У Томаса еще оставалось время для того, чтобы встретиться с Фулбертом Нэшем, последним братом из этого семейства, — и ему повезло. Фулберт вернулся домой около пяти. Судя по его лицу, он ждал Питта.
— Так вы и есть тот полицейский… — Фулберт осмотрел его снизу доверху с нескрываемым любопытством, как рассматривают новый товар, не имея желания купить его.
— Добрый вечер, сэр, — сказал Питт несколько жестче, чем намеревался.
— О, добрый вечер, инспектор, — Фулберт слегка изменил тон. — Очевидно, что вы пришли сюда из-за Фанни, маленького, бедного создания… Вы хотели бы узнать историю ее жизни. Она была трогательно юна. В ее жизни не происходило ничего примечательного, и я не думаю, что когда-нибудь произошло бы. Самое заметное событие в ее жизни — это ее смерть.
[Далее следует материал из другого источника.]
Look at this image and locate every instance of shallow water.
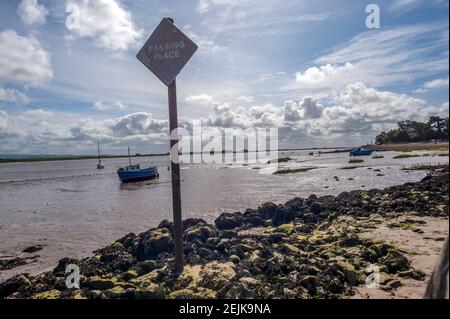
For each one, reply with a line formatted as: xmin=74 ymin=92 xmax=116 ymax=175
xmin=0 ymin=151 xmax=448 ymax=280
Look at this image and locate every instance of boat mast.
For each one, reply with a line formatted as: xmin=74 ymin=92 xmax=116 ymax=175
xmin=97 ymin=136 xmax=102 ymax=164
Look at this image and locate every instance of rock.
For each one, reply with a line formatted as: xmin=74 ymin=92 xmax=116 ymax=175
xmin=276 ymin=224 xmax=295 ymax=236
xmin=136 ymin=228 xmax=173 ymax=260
xmin=398 ymin=270 xmax=426 ymax=281
xmin=219 ymin=282 xmax=256 ymax=300
xmin=258 ymin=203 xmax=278 ymax=219
xmin=242 ymin=209 xmax=264 ymax=227
xmin=283 ymin=243 xmax=301 ymax=254
xmin=220 ymin=230 xmax=238 ymax=239
xmin=300 ymin=276 xmax=319 ymax=292
xmin=337 ymin=261 xmax=357 ymax=286
xmin=88 ymin=276 xmax=130 ymax=290
xmin=386 ymin=279 xmax=402 ymax=289
xmin=0 ymin=275 xmax=31 ymax=299
xmin=134 ymin=266 xmax=171 ymax=289
xmin=117 ymin=233 xmax=136 ymax=248
xmin=22 ymin=245 xmax=44 ymax=254
xmin=133 ymin=284 xmax=166 ymax=300
xmin=31 ymin=289 xmax=61 ymax=299
xmin=183 ymin=218 xmax=208 ymax=230
xmin=197 ymin=262 xmax=236 ymax=291
xmin=215 ymin=213 xmax=242 ymax=230
xmin=230 ymin=255 xmax=241 ymax=264
xmin=184 ymin=225 xmax=217 ymax=242
xmin=167 ymin=288 xmax=217 ymax=300
xmin=272 ymin=205 xmax=295 ymax=227
xmin=308 ymin=202 xmax=323 ymax=214
xmin=123 ymin=269 xmax=139 ymax=281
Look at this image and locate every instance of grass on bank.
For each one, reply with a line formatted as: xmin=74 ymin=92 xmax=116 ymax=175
xmin=273 ymin=167 xmax=318 ymax=175
xmin=372 ymin=143 xmax=449 ymax=153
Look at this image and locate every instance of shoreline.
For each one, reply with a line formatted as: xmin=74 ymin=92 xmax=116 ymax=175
xmin=0 ymin=166 xmax=448 ymax=299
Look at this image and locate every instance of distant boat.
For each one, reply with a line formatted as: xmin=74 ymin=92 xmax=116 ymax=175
xmin=350 ymin=147 xmax=374 ymax=156
xmin=117 ymin=148 xmax=159 ymax=183
xmin=97 ymin=137 xmax=105 ymax=169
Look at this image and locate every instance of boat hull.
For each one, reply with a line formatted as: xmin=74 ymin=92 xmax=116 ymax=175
xmin=117 ymin=168 xmax=159 ymax=184
xmin=350 ymin=150 xmax=374 ymax=156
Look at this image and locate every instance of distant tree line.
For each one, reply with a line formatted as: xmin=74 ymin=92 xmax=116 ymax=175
xmin=376 ymin=116 xmax=448 ymax=145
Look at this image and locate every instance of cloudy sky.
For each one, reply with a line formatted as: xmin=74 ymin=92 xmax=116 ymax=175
xmin=0 ymin=0 xmax=449 ymax=154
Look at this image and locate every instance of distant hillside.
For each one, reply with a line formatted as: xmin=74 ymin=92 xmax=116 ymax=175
xmin=376 ymin=116 xmax=448 ymax=145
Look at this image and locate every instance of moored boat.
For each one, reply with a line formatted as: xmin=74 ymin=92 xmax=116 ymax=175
xmin=117 ymin=148 xmax=159 ymax=183
xmin=97 ymin=137 xmax=105 ymax=169
xmin=350 ymin=147 xmax=374 ymax=156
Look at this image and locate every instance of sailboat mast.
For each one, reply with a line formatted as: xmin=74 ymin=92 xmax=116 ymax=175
xmin=97 ymin=137 xmax=102 ymax=164
xmin=128 ymin=147 xmax=131 ymax=166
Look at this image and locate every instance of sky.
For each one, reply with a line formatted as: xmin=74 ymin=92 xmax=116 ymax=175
xmin=0 ymin=0 xmax=449 ymax=155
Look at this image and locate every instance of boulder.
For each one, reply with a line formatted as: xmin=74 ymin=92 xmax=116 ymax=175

Питта раздражало легкомыслие собеседника, хотя он знал, как часто люди прикрывают свое горе, которое они не могут вынести, очевидным безразличием или даже насмешкой.
— У меня еще нет причин, сэр, рассматривать это дело иначе как трагическую случайность, и поэтому история ее жизни пока не требуется. Возможно, вы могли бы сказать мне, где вы были в тот вечер? Может быть, вы слышали или видели что-то, что могло бы нам помочь?
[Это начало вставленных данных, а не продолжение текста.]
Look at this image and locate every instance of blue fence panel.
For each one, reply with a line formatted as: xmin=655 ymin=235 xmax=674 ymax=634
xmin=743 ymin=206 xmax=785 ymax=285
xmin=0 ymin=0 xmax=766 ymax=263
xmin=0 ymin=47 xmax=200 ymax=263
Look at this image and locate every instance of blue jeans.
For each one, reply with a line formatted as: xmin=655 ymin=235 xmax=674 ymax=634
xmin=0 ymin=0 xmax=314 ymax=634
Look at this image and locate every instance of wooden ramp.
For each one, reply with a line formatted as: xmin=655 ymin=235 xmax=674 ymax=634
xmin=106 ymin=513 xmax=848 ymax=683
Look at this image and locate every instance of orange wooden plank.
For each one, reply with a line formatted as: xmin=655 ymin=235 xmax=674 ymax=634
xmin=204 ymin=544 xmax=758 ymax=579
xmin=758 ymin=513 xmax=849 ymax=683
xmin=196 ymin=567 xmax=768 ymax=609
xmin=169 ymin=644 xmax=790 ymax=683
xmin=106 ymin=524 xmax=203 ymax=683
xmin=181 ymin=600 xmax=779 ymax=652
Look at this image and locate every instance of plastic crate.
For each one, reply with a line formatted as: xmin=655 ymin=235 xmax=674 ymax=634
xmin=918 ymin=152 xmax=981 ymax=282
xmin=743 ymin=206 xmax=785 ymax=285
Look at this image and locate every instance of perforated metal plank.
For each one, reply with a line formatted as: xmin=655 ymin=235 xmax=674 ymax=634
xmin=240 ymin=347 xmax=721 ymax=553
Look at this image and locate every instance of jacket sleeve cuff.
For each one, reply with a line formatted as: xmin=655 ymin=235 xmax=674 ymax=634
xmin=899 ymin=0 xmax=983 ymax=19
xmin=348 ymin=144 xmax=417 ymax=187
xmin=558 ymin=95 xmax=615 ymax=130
— Я был здесь, — ответил Фулберт, слегка приподняв брови. Он больше напоминал Афтона, чем Диггори: такое же, как у первого, слегка презрительное выражение лица, а также черты, которые должны были украшать его, но не украшали. Диггори, с другой стороны, был не так правильно сложен, но в его неправильности чувствовалась приятность, черные брови выдавали характер, а все вместе производило впечатление теплоты и мягкости.
— Весь вечер, — добавил Фулберт.
— В компании с кем-то или один? — спросил Питт.
Фулберт улыбнулся.
— Разве Афтон не сказал вам, что я был с ним? Играл в бильярд.
— Вы играли, сэр?
— Нет, в действительности я не играл. Как вы, наверное, заметили, Афтон на несколько дюймов выше, чем я. Его раздражает, что он не может выиграть у меня, а я не хочу испытывать в очередной раз его дурной характер.
— Почему он не может выиграть у вас?